Il fermo - su direttiva della Dda di Palermo - è stato eseguito martedì dalla Dia di Agrigento. Contestati tre tentativi nei confronti di un imprenditore edile che stava costruendo una palazzina

Da sinistra, Antonio Massimino e Liborio Militello

Interrogatorio di convalida, oggi, per Antonio Massimino,commerciante, di 48 anni e Liborio Militello, 49 anni, muratore. I due agrigentini - sottoposti a fermo per  l'ipotesi di reato di tentata estorsione aggravata dal cosiddetto "metodo mafioso" - compariranno davanti al Gip del tribunale di Agrigento Francesco Provenzano che è stato delegato per rogatoria dal collega del tribunale di Palermo.
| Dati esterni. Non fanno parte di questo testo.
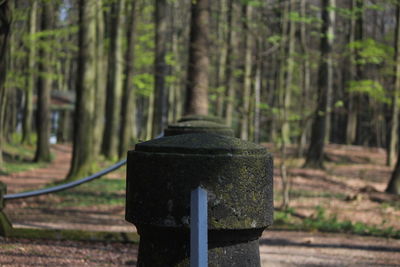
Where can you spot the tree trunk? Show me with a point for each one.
(244, 123)
(82, 155)
(221, 58)
(230, 66)
(101, 78)
(44, 84)
(160, 69)
(351, 107)
(315, 154)
(395, 110)
(30, 86)
(114, 81)
(5, 24)
(287, 69)
(394, 183)
(306, 81)
(128, 110)
(197, 77)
L’udienza è stata fissata per le 11,30 e si celebrerà al carcere Petrusa, dove i due indagati sono stati trasferiti, dopo il fermo, nella tarda mattinata di martedì. Massimino ha nominato come difensore l’avvocato Salvatore Pennica. Militello sarà, invece, difeso dagli avvocati Carmelita Danile e Nicolò Grillo. Il giudice, dopo averli interrogati, dovrà decidere se ci sono i presupposti per convalidare il fermo e, in seguito, quale misura applicare.

Il fermo - su direttiva del procuratore aggiunto Maurizio Scalia e dei Pm Claudio Camilleri ed Alessia Sinatra della Procura distrettuale antimafia di Palermo - è stato eseguito dalla Dia di Agrigento, che è coordinata dal vice questore aggiunto Roberto Cilona. Contestati tre tentativi di estorsione ad un imprenditore edile che stava costruendo una palazzina in città.

Secondo l'accusa, la prima volta si sarebbe "presentato" come un appartenente alla famiglia mafiosa. La seconda, avrebbe chiesto l'assunzione di uno o più soggetti e la terza ed ultima volta, utilizzando sempre il "brand" di Cosa Nostra, avrebbe preteso una tangente - "come recupero credito" - da circa 80 mila euro.